Barnave calls for an end to the revolution (1791)

On July 15th 1791 the moderate deputy Antoine Barnave addressed the National Constituent Assembly amid demands for a republic. In his speech, Barnave called for an end to the revolution:

“Gentlemen, the French nation has just suffered a violent shock – however if we are to believe all the omens that are manifesting themselves, this latest event, like all those that preceded it, will only serve to hasten the date, to ensure the stability of the Revolution that we have created.

Already the nation, in showing its unanimity, in noting the immensity of its strength in a time of concern and peril, has proved to our enemies what they would have to fear from the result of their attacks.
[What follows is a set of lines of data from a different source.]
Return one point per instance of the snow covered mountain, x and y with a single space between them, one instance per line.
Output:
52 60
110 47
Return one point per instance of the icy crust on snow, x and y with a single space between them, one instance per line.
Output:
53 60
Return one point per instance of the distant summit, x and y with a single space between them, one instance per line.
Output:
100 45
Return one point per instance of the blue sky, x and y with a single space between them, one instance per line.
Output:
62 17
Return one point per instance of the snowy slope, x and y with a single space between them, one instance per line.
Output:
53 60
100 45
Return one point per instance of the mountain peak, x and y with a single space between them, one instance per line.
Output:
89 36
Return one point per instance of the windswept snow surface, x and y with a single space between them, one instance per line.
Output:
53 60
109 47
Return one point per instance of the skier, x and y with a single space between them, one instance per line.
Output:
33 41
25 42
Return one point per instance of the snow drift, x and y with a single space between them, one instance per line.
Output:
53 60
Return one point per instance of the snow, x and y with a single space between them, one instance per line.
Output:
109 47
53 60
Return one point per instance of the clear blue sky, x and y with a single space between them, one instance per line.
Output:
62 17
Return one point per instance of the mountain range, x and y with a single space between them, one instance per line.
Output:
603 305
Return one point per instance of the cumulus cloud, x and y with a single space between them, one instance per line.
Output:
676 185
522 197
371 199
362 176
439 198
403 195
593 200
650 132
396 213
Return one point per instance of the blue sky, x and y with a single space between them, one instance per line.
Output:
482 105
Today, by attentively examining the Constitution she has given herself, she is developing a profound knowledge of it [and discovering] what the masses perhaps did not yet know. I am speaking of the nature of the monarchical government, its bases, its true usefulness for the nation to which you have given it…

I say that any change today is fatal. Any prolonging of the Revolution is disastrous. This is the question that I put here, and it is indeed here that it is marked by the national interest. Are we going to finish the Revolution, or are we going to recommence it? If you defy the Constitution once, at what point will you stop, and more importantly, where will our successors stop? …
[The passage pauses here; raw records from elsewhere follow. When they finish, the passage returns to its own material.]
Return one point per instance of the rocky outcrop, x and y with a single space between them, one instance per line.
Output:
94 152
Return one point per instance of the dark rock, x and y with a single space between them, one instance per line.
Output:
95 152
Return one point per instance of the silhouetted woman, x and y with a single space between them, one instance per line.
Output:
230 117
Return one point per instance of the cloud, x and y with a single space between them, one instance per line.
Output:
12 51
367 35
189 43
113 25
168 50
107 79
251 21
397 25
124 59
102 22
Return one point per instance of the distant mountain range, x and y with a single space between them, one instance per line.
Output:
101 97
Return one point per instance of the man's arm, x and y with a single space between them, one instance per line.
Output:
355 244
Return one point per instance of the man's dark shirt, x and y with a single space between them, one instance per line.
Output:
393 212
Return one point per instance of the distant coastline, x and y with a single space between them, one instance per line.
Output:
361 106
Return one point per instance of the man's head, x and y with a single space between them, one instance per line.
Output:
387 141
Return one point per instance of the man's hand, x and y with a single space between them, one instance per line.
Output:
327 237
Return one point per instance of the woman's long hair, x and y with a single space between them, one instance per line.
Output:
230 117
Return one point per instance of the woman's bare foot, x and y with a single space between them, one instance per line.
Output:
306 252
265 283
A great evil is done us in the perpetuation of this revolutionary movement that has destroyed all there was to destroy, that has taken us to the point where we had to stop, and that will cease only with peaceful determination, common determination, a reconciliation… Consider, gentlemen, consider what will happen after you? You have done what was good for liberty, for equality. No arbitrary power was spared, no usurpation of pride or property escaped. You have made all men equal before the civil law and the political law. You have taken back, you have returned to the state all that had been taken from it.

From there comes this great truth – that if the Revolution takes one more step, it cannot do so without danger. If it is in the direction of liberty, the first act to follow could be the destruction of royalty; if it is in the direction of equality, the first act to follow could be the violation of property.”